Since reclaiming power three years ago, the hardline Taliban have barred girls 12 and older from attending school beyond sixth grade in Afghanistan. The ban was abruptly extended to female university students in December 2022, depriving them of completing their higher education.

The Taliban’s men-only government has placed sweeping restrictions on women’s rights and freedom of movement, prohibiting many of them from public and private workplaces.

The United Nations and human rights groups have persistently decried and demanded the Taliban remove curbs on Afghan women’s access to education and work.

This Saturday, June 8, will mark 1,000 days since the de facto Afghan authorities prohibited female secondary education, impacting more than one million girls nationwide.

"Afghanistan will never fully recover from these 1,000 days,” Heather Barr, women’s rights associate director at Human Rights Watch, told VOA via email.

“The potential loss in this time – the artists, doctors, poets, and engineers who will never get to lend their country their skills – cannot be replaced. Every additional day, more dreams die,” Barr stated.

FILE - Afghan women students stand outside the Kabul University in Kabul, Afghanistan, Dec. 21, 2022. Taliban security forces are upholding a higher education ban for women by blocking access to university campuses.

The Taliban defend their governance as being in line with Afghan culture and their strict interpretation of Islamic law, dismissing calls for reforms as interference in the country’s internal matters.
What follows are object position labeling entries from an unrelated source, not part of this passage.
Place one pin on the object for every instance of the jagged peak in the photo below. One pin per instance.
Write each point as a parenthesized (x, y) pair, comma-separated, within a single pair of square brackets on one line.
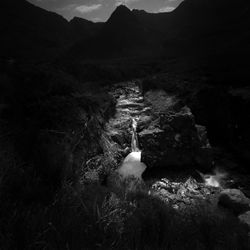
[(122, 14)]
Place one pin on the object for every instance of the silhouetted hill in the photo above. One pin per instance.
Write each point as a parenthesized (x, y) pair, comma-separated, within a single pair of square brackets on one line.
[(123, 35), (28, 31), (84, 28)]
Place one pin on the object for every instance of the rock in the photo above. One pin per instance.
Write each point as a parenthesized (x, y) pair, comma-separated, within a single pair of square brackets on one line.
[(245, 219), (234, 200), (169, 137), (183, 194)]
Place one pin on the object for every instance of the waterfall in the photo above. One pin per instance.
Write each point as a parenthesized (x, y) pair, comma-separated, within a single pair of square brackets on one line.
[(132, 165), (134, 140)]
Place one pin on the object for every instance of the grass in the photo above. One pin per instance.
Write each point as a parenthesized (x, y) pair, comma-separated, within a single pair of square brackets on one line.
[(95, 217)]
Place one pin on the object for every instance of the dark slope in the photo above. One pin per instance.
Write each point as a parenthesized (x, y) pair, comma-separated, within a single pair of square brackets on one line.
[(123, 35), (83, 29), (30, 32)]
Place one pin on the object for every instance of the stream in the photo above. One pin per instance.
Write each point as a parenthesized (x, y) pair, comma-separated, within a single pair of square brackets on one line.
[(164, 146)]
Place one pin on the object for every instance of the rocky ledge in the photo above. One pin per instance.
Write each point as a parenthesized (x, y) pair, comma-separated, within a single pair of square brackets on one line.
[(169, 136)]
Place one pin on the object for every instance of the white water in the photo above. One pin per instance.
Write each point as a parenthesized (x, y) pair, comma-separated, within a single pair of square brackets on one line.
[(132, 165)]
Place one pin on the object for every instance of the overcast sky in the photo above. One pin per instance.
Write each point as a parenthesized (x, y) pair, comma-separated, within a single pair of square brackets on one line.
[(100, 10)]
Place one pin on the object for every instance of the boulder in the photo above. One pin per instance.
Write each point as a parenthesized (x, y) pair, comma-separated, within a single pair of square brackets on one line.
[(245, 219), (171, 137), (234, 200)]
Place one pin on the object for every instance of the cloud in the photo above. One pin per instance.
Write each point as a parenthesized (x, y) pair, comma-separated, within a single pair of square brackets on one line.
[(88, 8), (124, 2), (166, 9)]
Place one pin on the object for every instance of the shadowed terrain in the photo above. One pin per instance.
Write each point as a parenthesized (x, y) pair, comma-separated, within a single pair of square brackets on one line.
[(127, 134)]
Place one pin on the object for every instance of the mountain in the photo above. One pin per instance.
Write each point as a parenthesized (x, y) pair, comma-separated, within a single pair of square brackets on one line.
[(123, 35), (83, 29), (30, 32)]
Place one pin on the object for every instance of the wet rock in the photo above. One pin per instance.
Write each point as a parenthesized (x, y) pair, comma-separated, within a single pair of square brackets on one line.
[(171, 137), (245, 219), (234, 200), (182, 194)]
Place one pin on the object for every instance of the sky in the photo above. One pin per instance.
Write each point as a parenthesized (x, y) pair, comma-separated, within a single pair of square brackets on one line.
[(100, 10)]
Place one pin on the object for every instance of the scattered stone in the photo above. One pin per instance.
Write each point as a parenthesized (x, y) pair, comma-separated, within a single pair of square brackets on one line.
[(245, 219), (182, 194), (234, 200)]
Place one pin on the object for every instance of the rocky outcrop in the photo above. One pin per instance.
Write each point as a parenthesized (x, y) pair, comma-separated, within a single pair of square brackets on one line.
[(183, 194), (234, 200), (245, 219), (169, 136)]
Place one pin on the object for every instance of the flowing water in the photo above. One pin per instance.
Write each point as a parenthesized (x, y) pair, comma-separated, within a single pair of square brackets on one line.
[(130, 107)]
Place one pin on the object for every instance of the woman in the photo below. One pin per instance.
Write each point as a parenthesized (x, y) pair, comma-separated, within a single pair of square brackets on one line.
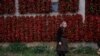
[(62, 46)]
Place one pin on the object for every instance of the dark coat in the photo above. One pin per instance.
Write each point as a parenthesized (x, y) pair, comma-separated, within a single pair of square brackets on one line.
[(61, 38)]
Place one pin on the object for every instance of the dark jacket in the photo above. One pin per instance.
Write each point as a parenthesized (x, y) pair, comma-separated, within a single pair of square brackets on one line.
[(61, 38)]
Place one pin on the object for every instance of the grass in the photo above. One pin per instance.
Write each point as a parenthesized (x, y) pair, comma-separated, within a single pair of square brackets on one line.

No foreign country has formally granted diplomatic recognition to the Taliban government, mainly over human rights concerns and its harsh treatment of Afghan women.

Corporal punishment

The fundamentalist rulers have also ignored U.N. calls for halting the public flogging of Afghan men and women convicted of crimes such as “moral crimes” and running away from home, among others.

The latest such punishments were carried out Tuesday when a group of 63 people, including 14 women, were publicly subjected to mass flogging at a sports ground in the northern Afghan city of Sar-e Pul.

“We are deeply disturbed by the widespread, continued use of corporal punishment in Afghanistan,” Jeremy Laurence, the U.N. human rights spokesperson, said Wednesday.
He noted the accused reportedly were lashed between 15 and 39 times before being returned to prison to complete their sentences. Laurence reminded the Taliban that corporal punishment “is a clear violation” of international human rights law.

“We again urge the de facto authorities to immediately cease all forms of corporal punishment. Furthermore, we call on the de facto authorities to ensure full respect for due process and fair trial rights, in particular access to legal representation, for anyone facing criminal charges.”

The Taliban have publicly flogged hundreds of men and women in sports stadiums across the country since seizing power in 2021. At least five Afghans convicted of murder have also been executed publicly by gunfire.